O ministro do Meio Ambiente do Brasil afirmou ontem que o Brasil vai avançar com uma
proposta muito ambiciosa de reduzir as suas emissões em 40% até 2020. Embora tal redução
anunciada não tenha como referencial as emissões de 1990, há que registar uma atitude
positiva para as negociações.
Pois as negociações preparatórias prosseguem através de várias rondas.
A última ronda política de negociações terminou em 9 de Outubro em Banguecoque. A
próxima ronda terá lugar em Barcelona, a partir de 2 de Novembro.
Em relação à redução de emissões de CO2, as metas que os diferentes países industrializados
já colocaram sobre a mesa de negociações, apenas conduzirá a uma redução global em 2020,
entre 9 e 15-16% acima dos níveis de 1990. As grandes economias emergentes ainda não
avançaram com metas ou acções concretas para controlarem as suas emissões.
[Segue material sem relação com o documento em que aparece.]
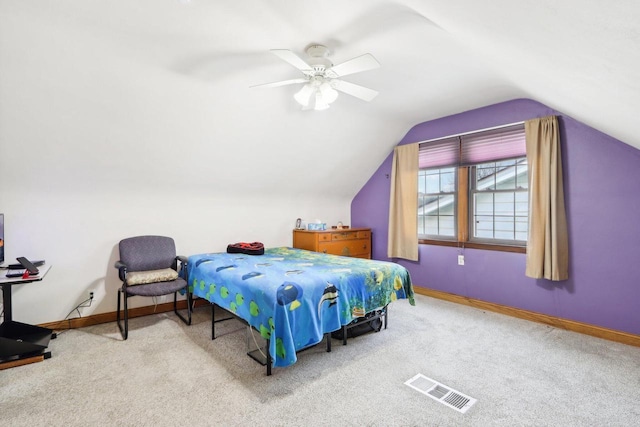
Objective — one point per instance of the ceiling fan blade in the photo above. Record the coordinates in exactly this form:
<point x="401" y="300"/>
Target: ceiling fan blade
<point x="293" y="59"/>
<point x="353" y="89"/>
<point x="359" y="63"/>
<point x="282" y="83"/>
Para que seja obtido em Copenhaga um acordo político, vinculativo e ambicioso, tem que
haver acordo de 192 países, pois temos uma tarefa conjunta e não apenas uma tarefa para a
Europa.
Copenhaga pode ser a última oportunidade para que haja um acordo para que as emissões
globais invertam o ciclo de subida, e assim evitar que a temperatura não suba mais que 2º
acima da temperatura de referência.
Já passaram 12 anos desde Quioto.
Não se pode esperar mais uma década para tomar decisões sobre as acções para reduzir as
crescentes emissões de CO2. Pode ser demasiado tarde.